Windsor, for real

September 16th, 2008

So, I finally got an implementation of an IoC Container (Castle Windsor) set up and being used in a production environment…. Based on the whole settings things up for mocking, it became very clear why they were needed!

On a current project, I’d set up and gone though writing tests as I went along.  It was a colleague’s task to write a bunch of integration tests.  (The question of how many full, top-to-bottom integration tests are actually needed is an interesting, but different question… regardless, they are well understood and trusted)  It turns out that all of these interfaces and the tons of newing up required for the dependency injection got to be pretty painful, and what’s worse, confusing and unclear.  Also, as I was refining things, I continued to refactor what was there, so the constructor signatures were changing… messing up AL those integration tests.  I think if he were less nice, he would have said “WHY do you have to make this so confusing??”

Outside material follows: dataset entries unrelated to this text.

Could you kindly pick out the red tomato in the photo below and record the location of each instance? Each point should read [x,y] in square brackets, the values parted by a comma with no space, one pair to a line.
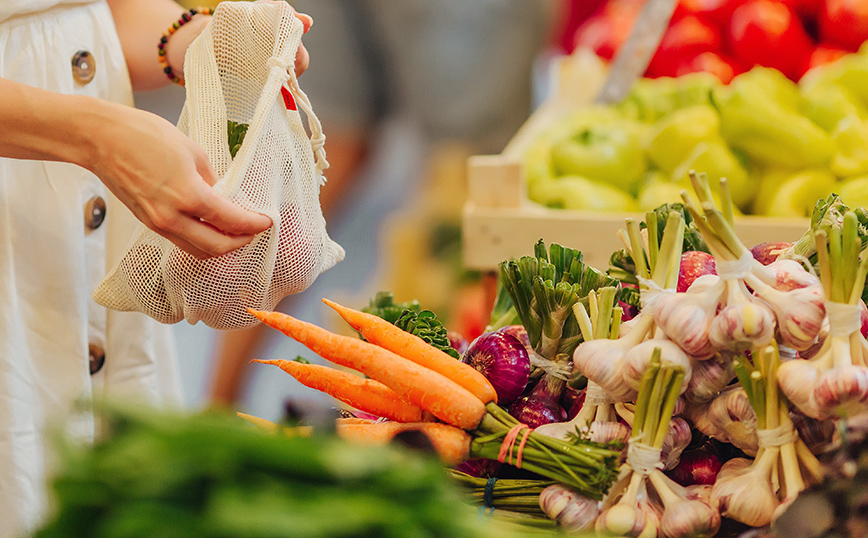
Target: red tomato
[768,33]
[710,62]
[807,10]
[844,23]
[824,54]
[605,31]
[716,11]
[685,37]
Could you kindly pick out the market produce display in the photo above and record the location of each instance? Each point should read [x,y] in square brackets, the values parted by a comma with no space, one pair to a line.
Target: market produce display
[706,383]
[157,473]
[780,144]
[728,37]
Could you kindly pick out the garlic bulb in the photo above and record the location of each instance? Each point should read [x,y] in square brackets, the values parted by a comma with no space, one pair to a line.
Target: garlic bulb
[637,359]
[708,378]
[573,512]
[746,495]
[676,440]
[799,312]
[744,323]
[686,317]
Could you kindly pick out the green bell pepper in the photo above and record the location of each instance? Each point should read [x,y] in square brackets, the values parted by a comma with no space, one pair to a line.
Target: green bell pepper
[759,118]
[718,161]
[672,137]
[851,147]
[608,152]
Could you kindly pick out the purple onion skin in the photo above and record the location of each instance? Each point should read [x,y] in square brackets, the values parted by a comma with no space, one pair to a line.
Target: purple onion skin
[458,342]
[542,405]
[503,360]
[520,333]
[572,400]
[479,467]
[696,467]
[767,252]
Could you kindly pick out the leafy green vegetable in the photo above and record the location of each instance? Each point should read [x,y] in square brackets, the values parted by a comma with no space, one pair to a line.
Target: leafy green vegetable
[410,317]
[828,214]
[157,473]
[426,326]
[543,289]
[622,266]
[383,305]
[236,133]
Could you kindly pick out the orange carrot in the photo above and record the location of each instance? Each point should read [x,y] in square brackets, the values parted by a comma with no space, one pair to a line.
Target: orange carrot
[429,390]
[451,444]
[386,335]
[367,395]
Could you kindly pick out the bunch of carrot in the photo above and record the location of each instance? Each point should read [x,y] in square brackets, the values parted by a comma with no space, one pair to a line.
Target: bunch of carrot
[416,386]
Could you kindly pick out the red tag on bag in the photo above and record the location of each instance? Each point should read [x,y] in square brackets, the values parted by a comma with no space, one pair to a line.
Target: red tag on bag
[288,100]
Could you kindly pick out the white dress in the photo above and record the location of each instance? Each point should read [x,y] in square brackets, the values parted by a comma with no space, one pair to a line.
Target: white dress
[56,244]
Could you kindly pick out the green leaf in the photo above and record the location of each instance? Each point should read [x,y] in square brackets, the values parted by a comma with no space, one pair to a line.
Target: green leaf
[383,305]
[426,326]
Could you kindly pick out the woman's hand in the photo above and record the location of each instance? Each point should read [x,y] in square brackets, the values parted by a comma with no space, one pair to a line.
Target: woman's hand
[165,179]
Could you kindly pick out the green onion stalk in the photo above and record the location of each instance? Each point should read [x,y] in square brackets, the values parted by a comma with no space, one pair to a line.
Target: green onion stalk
[626,511]
[588,468]
[754,493]
[514,495]
[543,289]
[834,382]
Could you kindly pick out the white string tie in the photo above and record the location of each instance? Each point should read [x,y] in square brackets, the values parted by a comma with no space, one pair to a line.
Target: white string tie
[844,319]
[642,458]
[776,437]
[595,395]
[650,291]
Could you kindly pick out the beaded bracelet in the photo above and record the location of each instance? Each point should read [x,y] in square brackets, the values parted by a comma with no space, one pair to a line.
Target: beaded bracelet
[161,46]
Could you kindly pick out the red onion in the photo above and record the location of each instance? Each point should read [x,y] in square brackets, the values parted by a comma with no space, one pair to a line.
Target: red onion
[503,360]
[458,342]
[698,466]
[519,332]
[542,405]
[479,467]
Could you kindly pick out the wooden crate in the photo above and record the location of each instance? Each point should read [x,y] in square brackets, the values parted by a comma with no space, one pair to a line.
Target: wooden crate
[500,222]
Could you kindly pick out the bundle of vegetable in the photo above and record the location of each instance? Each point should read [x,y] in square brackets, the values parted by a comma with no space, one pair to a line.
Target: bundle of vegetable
[156,473]
[453,392]
[785,297]
[542,289]
[752,492]
[596,419]
[618,365]
[630,508]
[834,382]
[513,494]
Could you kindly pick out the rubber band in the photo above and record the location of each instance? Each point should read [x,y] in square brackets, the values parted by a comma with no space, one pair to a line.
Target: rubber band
[595,395]
[735,269]
[776,437]
[650,291]
[642,458]
[506,448]
[488,493]
[844,319]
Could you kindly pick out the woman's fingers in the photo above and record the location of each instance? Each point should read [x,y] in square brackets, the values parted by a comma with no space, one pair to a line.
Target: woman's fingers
[203,241]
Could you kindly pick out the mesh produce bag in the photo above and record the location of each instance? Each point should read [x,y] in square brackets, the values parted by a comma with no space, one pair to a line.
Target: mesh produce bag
[240,69]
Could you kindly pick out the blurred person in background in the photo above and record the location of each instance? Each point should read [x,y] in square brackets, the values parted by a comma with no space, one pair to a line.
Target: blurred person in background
[78,166]
[459,75]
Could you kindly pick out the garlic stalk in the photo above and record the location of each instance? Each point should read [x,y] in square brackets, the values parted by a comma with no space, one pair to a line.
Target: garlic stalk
[744,321]
[752,494]
[834,382]
[681,516]
[597,407]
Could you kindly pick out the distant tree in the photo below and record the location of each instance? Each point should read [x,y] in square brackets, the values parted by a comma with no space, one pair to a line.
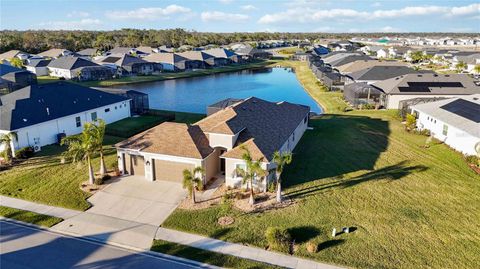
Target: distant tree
[192,180]
[17,62]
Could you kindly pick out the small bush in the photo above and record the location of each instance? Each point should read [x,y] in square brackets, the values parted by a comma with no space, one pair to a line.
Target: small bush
[98,181]
[312,247]
[24,153]
[278,239]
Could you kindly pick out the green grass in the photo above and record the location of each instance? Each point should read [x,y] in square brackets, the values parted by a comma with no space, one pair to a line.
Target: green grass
[331,102]
[412,207]
[166,76]
[30,217]
[44,179]
[206,256]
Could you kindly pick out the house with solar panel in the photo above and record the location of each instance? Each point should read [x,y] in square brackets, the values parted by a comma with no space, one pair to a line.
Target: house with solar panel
[455,121]
[424,86]
[41,115]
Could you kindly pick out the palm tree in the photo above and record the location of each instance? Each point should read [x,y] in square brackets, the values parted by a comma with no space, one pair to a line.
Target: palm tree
[97,132]
[252,170]
[192,180]
[6,139]
[80,148]
[280,159]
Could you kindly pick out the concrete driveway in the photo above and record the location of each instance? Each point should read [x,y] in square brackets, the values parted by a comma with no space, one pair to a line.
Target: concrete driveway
[127,211]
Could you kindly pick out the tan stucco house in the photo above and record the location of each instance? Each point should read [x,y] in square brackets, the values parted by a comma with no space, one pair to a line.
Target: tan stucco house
[214,143]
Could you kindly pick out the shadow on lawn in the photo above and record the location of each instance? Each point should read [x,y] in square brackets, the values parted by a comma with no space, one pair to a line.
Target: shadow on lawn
[338,144]
[392,172]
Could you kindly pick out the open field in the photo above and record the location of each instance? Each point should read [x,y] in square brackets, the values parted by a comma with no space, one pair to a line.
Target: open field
[30,217]
[411,207]
[165,76]
[205,256]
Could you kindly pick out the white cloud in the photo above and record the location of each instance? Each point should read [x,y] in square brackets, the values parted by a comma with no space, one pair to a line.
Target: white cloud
[308,15]
[209,16]
[78,14]
[83,24]
[150,13]
[248,7]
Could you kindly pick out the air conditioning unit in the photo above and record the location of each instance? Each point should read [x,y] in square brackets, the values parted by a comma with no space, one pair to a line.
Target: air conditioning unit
[37,148]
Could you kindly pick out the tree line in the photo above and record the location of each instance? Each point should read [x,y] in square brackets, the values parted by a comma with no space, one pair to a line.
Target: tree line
[40,40]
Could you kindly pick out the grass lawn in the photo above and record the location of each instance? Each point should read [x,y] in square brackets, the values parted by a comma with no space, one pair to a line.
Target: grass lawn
[331,102]
[30,217]
[44,179]
[165,76]
[411,207]
[205,256]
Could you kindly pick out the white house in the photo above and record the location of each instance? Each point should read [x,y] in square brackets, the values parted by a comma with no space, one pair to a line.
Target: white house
[40,115]
[454,121]
[216,143]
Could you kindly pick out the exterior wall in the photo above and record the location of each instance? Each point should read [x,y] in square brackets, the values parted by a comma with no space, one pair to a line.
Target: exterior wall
[455,138]
[393,101]
[45,133]
[212,164]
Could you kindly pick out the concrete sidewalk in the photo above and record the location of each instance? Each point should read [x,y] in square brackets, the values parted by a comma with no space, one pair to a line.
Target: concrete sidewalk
[38,208]
[238,250]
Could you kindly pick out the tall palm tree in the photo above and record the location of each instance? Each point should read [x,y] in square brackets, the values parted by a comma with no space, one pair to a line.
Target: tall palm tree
[193,179]
[81,148]
[6,139]
[253,169]
[97,133]
[280,159]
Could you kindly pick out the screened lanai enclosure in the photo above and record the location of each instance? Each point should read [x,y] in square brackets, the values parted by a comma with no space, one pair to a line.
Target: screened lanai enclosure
[361,93]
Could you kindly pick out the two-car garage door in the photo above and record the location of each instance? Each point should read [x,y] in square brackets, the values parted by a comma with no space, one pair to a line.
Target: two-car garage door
[162,170]
[170,171]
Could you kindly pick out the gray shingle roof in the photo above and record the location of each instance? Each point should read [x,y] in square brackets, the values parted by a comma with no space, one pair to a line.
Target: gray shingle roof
[40,103]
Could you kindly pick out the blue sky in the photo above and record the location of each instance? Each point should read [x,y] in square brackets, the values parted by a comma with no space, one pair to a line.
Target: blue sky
[245,15]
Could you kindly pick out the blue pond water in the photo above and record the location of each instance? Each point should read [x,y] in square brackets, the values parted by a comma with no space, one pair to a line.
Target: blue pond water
[195,94]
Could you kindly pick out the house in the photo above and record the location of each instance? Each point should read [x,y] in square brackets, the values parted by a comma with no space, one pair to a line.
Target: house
[170,61]
[126,64]
[15,78]
[378,73]
[55,53]
[14,54]
[413,86]
[40,115]
[71,67]
[228,56]
[216,142]
[88,53]
[38,66]
[455,121]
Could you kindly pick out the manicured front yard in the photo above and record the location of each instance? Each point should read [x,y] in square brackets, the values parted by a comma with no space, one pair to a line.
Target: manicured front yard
[29,217]
[411,207]
[205,256]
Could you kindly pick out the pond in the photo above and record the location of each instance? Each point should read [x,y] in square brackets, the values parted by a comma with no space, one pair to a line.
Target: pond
[195,94]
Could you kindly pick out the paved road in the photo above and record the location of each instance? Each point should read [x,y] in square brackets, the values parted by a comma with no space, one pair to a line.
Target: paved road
[27,247]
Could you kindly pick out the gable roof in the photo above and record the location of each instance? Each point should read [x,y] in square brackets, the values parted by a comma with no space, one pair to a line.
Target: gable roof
[40,103]
[170,138]
[436,110]
[429,84]
[264,126]
[376,73]
[70,63]
[164,57]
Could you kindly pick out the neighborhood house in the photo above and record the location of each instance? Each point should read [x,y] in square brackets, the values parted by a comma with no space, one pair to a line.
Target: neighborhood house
[216,143]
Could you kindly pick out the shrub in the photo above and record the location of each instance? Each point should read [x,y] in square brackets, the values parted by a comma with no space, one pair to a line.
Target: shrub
[24,153]
[278,239]
[312,247]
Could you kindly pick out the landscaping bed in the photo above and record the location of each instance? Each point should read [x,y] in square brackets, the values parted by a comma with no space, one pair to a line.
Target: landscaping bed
[29,217]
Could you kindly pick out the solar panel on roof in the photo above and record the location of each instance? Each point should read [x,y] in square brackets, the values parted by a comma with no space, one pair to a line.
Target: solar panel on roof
[464,108]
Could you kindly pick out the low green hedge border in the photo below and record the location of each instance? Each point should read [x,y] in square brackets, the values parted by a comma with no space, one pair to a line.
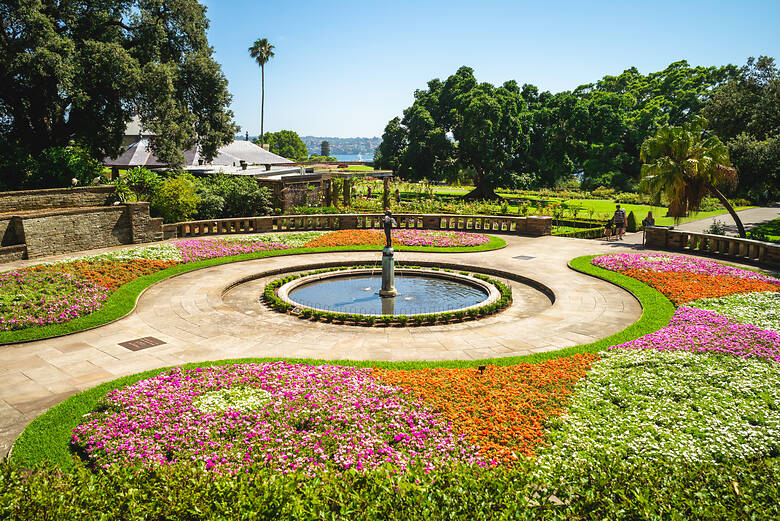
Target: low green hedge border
[357,319]
[123,300]
[47,438]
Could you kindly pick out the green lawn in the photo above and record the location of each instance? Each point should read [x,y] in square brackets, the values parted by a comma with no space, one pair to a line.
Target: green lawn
[601,206]
[770,230]
[47,437]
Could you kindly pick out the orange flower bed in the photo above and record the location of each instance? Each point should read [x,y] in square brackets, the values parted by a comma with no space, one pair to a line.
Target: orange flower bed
[503,410]
[682,287]
[108,273]
[347,238]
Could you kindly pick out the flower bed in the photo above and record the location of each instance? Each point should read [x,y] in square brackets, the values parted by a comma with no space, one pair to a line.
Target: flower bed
[503,410]
[286,416]
[107,273]
[440,239]
[760,309]
[684,408]
[34,299]
[703,331]
[199,249]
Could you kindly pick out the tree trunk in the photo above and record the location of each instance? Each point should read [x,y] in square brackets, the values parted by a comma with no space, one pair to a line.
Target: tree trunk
[262,103]
[482,191]
[725,202]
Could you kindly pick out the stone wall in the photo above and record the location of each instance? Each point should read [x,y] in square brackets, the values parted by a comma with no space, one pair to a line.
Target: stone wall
[736,248]
[70,230]
[11,232]
[30,200]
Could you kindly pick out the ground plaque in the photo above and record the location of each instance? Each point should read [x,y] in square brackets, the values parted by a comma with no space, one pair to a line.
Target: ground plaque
[141,343]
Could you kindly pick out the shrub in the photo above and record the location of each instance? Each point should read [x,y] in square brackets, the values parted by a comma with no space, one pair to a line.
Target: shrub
[241,195]
[175,200]
[142,182]
[631,222]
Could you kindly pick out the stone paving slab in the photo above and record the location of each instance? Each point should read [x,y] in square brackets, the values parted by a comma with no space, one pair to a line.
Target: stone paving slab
[189,314]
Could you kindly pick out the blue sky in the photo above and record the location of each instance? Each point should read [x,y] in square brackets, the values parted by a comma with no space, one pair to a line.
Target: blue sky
[344,68]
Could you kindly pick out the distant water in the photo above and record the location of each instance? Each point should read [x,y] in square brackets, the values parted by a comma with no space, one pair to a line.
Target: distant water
[368,156]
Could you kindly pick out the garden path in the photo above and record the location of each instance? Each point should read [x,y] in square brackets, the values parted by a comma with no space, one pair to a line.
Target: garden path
[189,314]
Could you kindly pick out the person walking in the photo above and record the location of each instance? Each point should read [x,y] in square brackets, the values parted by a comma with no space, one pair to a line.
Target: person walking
[620,222]
[608,230]
[647,221]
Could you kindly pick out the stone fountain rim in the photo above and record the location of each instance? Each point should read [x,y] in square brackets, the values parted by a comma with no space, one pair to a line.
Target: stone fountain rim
[493,294]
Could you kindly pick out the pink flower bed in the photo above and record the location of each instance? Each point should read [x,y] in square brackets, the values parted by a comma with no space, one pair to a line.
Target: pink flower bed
[439,239]
[702,331]
[306,418]
[34,299]
[662,262]
[200,249]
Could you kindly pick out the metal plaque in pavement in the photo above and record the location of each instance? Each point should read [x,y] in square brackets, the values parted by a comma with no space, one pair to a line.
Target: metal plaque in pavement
[141,343]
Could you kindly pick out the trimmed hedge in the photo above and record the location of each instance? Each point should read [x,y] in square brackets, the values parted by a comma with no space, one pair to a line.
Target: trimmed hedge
[606,490]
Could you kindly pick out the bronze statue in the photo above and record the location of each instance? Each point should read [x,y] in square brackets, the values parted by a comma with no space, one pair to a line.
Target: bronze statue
[388,223]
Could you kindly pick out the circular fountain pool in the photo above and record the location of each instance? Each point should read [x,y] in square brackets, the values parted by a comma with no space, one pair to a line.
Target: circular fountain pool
[419,292]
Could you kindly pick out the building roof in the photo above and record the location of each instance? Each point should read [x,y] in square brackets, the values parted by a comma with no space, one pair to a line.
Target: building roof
[139,153]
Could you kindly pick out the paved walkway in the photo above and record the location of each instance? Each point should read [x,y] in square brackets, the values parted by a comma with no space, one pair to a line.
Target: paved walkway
[750,219]
[196,323]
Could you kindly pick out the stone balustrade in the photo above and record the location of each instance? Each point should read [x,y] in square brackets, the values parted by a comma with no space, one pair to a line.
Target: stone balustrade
[533,225]
[718,245]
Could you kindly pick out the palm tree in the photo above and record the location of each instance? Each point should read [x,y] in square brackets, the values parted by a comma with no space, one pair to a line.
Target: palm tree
[683,164]
[262,51]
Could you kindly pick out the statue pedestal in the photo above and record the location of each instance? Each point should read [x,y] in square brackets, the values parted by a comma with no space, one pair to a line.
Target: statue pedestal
[388,274]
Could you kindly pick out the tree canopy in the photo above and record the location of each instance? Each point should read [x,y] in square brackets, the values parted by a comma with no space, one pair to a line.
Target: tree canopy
[500,135]
[683,164]
[74,73]
[745,112]
[286,143]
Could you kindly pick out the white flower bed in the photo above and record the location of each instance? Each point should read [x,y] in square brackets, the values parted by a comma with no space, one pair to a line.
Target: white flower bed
[675,406]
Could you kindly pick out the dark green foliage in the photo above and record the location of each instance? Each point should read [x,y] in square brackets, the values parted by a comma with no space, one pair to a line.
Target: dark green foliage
[507,136]
[75,72]
[240,197]
[287,143]
[745,113]
[176,199]
[631,222]
[54,167]
[604,490]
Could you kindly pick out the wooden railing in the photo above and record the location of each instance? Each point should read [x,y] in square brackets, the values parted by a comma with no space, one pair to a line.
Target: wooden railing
[533,225]
[719,245]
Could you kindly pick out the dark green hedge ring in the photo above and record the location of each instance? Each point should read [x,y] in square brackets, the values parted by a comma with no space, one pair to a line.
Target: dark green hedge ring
[428,319]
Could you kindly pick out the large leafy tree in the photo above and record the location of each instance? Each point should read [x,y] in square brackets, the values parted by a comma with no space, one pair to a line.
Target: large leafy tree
[683,164]
[287,143]
[262,51]
[745,112]
[75,72]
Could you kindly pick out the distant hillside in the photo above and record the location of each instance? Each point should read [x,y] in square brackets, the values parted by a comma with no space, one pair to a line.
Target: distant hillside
[343,145]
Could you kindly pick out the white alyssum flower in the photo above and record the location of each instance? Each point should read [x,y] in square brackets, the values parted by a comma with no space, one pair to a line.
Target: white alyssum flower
[674,406]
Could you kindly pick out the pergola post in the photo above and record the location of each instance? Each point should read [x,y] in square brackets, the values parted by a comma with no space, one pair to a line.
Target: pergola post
[347,191]
[386,193]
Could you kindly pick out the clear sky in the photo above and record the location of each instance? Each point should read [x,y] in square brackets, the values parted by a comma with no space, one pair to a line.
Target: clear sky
[345,68]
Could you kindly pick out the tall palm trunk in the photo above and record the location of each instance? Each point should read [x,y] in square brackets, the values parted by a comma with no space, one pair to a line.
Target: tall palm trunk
[725,202]
[262,104]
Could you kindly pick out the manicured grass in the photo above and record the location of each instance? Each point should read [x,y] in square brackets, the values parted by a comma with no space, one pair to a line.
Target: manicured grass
[47,437]
[123,300]
[601,206]
[771,230]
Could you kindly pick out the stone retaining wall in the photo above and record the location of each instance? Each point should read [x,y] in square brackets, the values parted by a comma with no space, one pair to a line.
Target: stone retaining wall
[718,245]
[76,229]
[30,200]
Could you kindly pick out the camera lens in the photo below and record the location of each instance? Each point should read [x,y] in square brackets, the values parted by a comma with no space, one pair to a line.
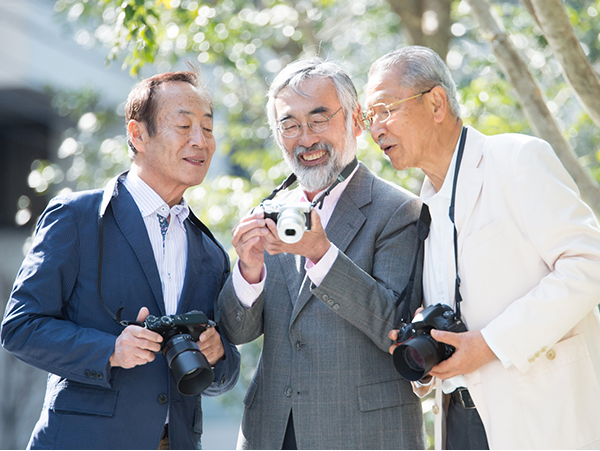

Exactly the situation IoC containers were made for.  And I think I got it all set up in about an hour, from download to finish!  Which is a few hours less than I’d expected.  I couldn’t quite get my create down to a single line a) because I was dealing with VB.Net, an irritatingly verbose, hard-to-scan language, but more importantly b) I had to pass in a configured object in to one of my objects, and then pass THAT on to the constructor of object I was really trying to get.  Previously, this chain was hidden among the plethora of newed-up stuff.  Once the container was in place, all I had were these special items, right after each other-this chain of dependencies on the configured object was very clear… the cluttering vanilla dependencies were out of sight.  I consider this a huge, and unexpected benefit.  If I need to change my constructors to break things up more (I have a few places in mind)  then I won’t break these complex integration tests.  My mocked out tests, sure… but they are each restricted in what they touch anyway, so the trouble there is much less.

I know, these were tests, and people often don’t use containers for tests.  However, because of their being integration tests, it felt appropriate.

An interesting point is that this is all going to end up being accessed through a single webservice, so the “live” newing up is only going to be in one place-so less *need* of a container for live.  This is just as well, because another team is doing the maintenance, and this way the unfamiliar stuff isn’t in actual live stuff that’ll could freak them out if something happens with it on live.  Same reason we went with VB…  Anyway, even if we don’t use it on “live” code, Windsor will still save us time.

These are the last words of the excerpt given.